Since 2015, The Milestone Group has deployed more than $4.5 million to renovate and improve the property, including upgrades to the unit interiors, according to Newmark. Taurus will now essentially be able to pick up the mantle of continuing the value-add work on the site and the handful of remaining units that haven’t yet been renovated. 

“Orlando has been a strong multifamily market and Summit is ideally located to offer dynamic housing to all those moving into the booming Central Florida market,” Taurus CEO Peter Merrigan said. “Operating in Orlando for over two decades, this acquisition further demonstrates our commitment to offering high-quality housing while expanding our portfolio in the region.” 

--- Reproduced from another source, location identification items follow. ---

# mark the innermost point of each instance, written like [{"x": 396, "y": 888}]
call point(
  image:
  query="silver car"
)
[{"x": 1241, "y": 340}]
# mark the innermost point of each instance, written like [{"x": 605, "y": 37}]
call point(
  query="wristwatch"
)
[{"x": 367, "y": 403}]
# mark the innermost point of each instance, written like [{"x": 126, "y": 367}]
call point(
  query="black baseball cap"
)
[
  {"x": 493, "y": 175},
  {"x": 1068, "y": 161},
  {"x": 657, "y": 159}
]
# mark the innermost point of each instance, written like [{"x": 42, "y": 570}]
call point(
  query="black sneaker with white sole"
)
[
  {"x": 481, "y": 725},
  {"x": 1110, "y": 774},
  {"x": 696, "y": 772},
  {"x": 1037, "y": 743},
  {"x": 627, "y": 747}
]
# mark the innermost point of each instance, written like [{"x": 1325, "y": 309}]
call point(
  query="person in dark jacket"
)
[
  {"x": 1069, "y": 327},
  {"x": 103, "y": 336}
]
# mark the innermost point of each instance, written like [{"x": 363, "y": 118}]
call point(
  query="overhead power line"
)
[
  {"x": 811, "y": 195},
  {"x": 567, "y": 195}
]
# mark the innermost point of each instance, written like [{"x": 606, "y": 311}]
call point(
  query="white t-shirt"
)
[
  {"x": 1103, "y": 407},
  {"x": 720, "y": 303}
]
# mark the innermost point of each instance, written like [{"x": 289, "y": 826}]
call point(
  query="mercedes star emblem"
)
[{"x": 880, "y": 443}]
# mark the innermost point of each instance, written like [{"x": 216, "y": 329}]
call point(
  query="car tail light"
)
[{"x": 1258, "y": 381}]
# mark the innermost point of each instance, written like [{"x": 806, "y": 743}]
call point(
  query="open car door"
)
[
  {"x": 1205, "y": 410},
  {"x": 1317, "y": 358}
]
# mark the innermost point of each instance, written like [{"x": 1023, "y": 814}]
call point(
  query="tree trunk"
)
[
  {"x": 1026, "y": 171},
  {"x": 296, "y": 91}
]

The Summit at MetroWest is a 20-year-old property that includes a mix of two- and three-story residential buildings, comprising one- to three-bedroom units that range in size from around 635 square feet to more than 1,180 square feet, according to listing information from Apartments.com. The community includes a clubhouse building; a swimming pool with a poolside, covered gazebo and charcoal grilling and picnic areas; a fitness center; a “tech lounge” with a coffee bar; a dog park; a children’s playground and a dedicated car wash space.

Monthly rents at the property range from nearly $1,400 for one-bedrooms to about $2,000 for three-bedrooms, according to Apartments.com listings. The property’s website does not currently openly advertise rates for its units.

Orlando has developed into a very robust rental market, with rent collection averaging more than 94 percent in the first few months of this year, according to a second-quarter report from Newmark on the U.S. multifamily capital markets space. 

More broadly, second-quarter investment sales activity in the U.S. for multifamily assets ballooned by 238.1 percent, compared to the same time in 2020, just after the onset of the pandemic. There was nearly $53 billion in multifamily sales activity nationally in the second quarter, according to Newmark’s research.

As of the second quarter, there was also $234 billion in “dry powder” sitting on the sidelines, waiting to be utilized for commercial real estate investment, and residential assets are poised to benefit from the gobs of cash, per Newmark’s report. Through the second quarter of 2021, about $74.3 billion is earmarked for residential properties.